Prolog

22 1 1
                                    

Sudah jam 1 pagi dan masih tidak ada jawaban darimu. Seharusnya ini hal yang biasa. Mungkin saja kau sudah terlelap. Bukankah biasanya selalu begitu?

Hampir setiap kali kita saling bertukar pesan di malam hari, tahu-tahu saja kau sudah tertidur. Tidak ada pemberitahuan sebelumnya. Tidak juga dengan permintaan maaf di pagi hari.

Awalnya aku merasa jengkel. Lama-lama aku terbiasa. Aku mencoba untuk hanya menunggu sepuluh menit sebelum akhirnya tidur.

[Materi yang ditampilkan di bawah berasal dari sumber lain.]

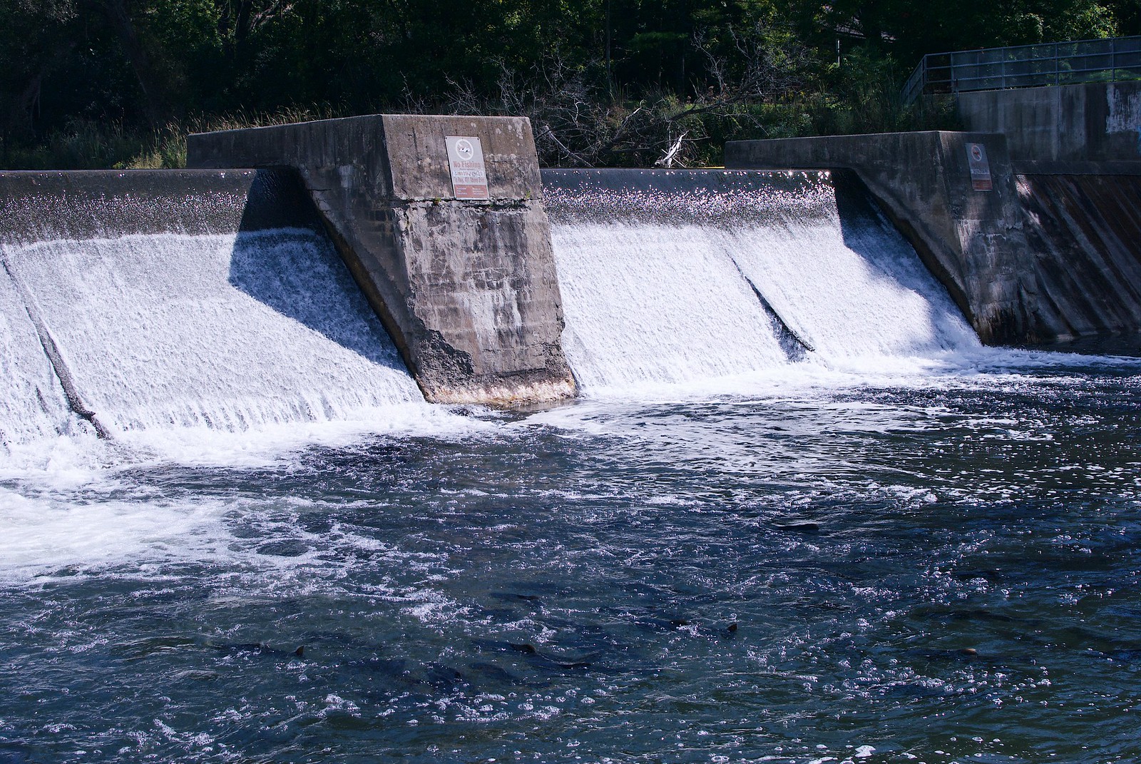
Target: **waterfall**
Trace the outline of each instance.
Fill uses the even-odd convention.
[[[41,241],[7,258],[112,435],[340,419],[422,400],[314,231]]]
[[[585,389],[978,345],[853,178],[544,170]]]

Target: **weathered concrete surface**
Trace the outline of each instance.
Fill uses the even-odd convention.
[[[960,93],[956,106],[966,129],[1006,136],[1015,171],[1141,172],[1141,82]]]
[[[968,143],[986,146],[993,191],[972,188]],[[730,142],[726,167],[855,170],[985,343],[1041,341],[1063,329],[1055,316],[1037,309],[1034,262],[1001,135],[929,131]]]
[[[1141,330],[1141,177],[1023,175],[1018,192],[1059,338]]]
[[[452,192],[445,136],[480,138],[491,200]],[[575,394],[531,123],[373,115],[191,136],[192,167],[296,168],[424,396]]]

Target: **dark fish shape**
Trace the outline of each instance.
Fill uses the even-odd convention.
[[[499,650],[502,652],[517,652],[527,656],[529,662],[542,668],[590,668],[588,660],[567,660],[561,656],[541,652],[535,645],[526,642],[497,642],[494,640],[476,640],[475,644],[482,649]]]
[[[207,646],[213,648],[222,652],[248,652],[257,653],[259,656],[280,656],[289,658],[304,658],[305,657],[305,645],[301,645],[297,650],[282,650],[281,648],[270,648],[267,644],[260,642],[246,642],[242,644],[230,644],[225,642],[208,642]]]
[[[778,531],[792,531],[793,533],[814,534],[820,532],[819,523],[784,523],[774,525]]]

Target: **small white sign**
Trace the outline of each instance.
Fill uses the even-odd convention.
[[[484,167],[484,147],[479,138],[445,136],[447,163],[452,168],[452,192],[456,199],[491,199],[487,188],[487,168]]]
[[[987,162],[987,147],[981,143],[966,144],[966,163],[971,168],[971,187],[976,191],[990,191],[990,163]]]

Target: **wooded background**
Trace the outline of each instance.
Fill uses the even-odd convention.
[[[541,159],[954,128],[926,53],[1141,33],[1141,0],[0,0],[0,166],[178,167],[187,131],[511,113]]]

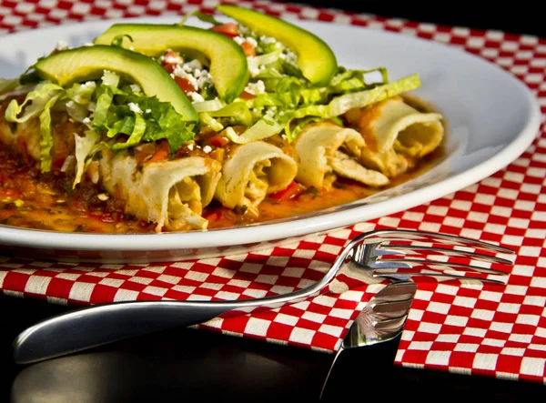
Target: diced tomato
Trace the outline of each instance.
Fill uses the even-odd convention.
[[[208,29],[223,34],[230,38],[238,35],[238,26],[234,23],[222,24],[221,25],[215,25]]]
[[[217,147],[223,147],[228,143],[229,143],[229,139],[224,137],[223,136],[215,136],[210,138],[210,144]]]
[[[279,190],[269,195],[269,197],[273,200],[290,200],[298,197],[304,191],[304,187],[296,181],[292,181],[286,189]]]
[[[194,93],[197,90],[187,78],[182,78],[177,76],[175,76],[175,81],[186,94]]]
[[[256,49],[254,48],[254,45],[251,43],[245,41],[241,44],[241,47],[243,48],[243,51],[245,52],[247,57],[256,55]]]
[[[220,218],[222,218],[222,209],[215,208],[214,210],[204,213],[203,218],[205,218],[207,221],[212,221],[212,222],[217,221]]]
[[[168,154],[170,152],[170,146],[168,146],[168,142],[167,140],[162,140],[157,146],[157,149],[156,153],[152,156],[152,157],[148,160],[148,162],[157,162],[167,159]]]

Jika beruntung, setelah lewat sepuluh menit, kau membalas pesanku dan aku tidak membukanya. Kubiarkan saja notifikasinya muncul, tersenyum lalu tidur dengan nyenyak.

Tapi sekarang tentu berbeda.

Apalagi setelah akhirnya aku memberanikan diri untuk bertanya ke beberapa temanku yang dokter dan mereka seolah memberi konfirmasi atas ketakutanku.

Hanya saja, bukankah kita memang selalu mendengar yang ingin kita dengar?

Kuputuskan untuk menelponmu. Tidak ada jawaban. Kucoba lagi sampai tiga kali, yang terakhir malah tersambung ke kotak suara.

"Tidur aja, Dys. Gak ada yang bisa kamu lakuin juga sekarang," ucap Kezia saat dia melihatku masih terjaga, memegang segelas air putih di tangan kiri sementara mata tetap terpaku ke ponsel di tangan kanan.

Apa benar tidak ada yang bisa kulakukan?

Mungkin aku bisa menghubungimu lewat nomor telpon rumah. Lalu kuingat lagi bahwa aku tak tahu nomornya. Begitu juga nomor telpon Mama-mu. Kalau pun tahu, apa berani aku mengganggunya tengah malam begini?

Tapi bukankah kau sedang sakit? Harusnya dia tahu, kan?

Ah, tapi kau bukanlah orang yang senang merepotkan orang lain. Lalu, mengapa kau malah memberitahuku?

Apa kau tidak tahu bagaimana hal ini sangat menyiksa buatku?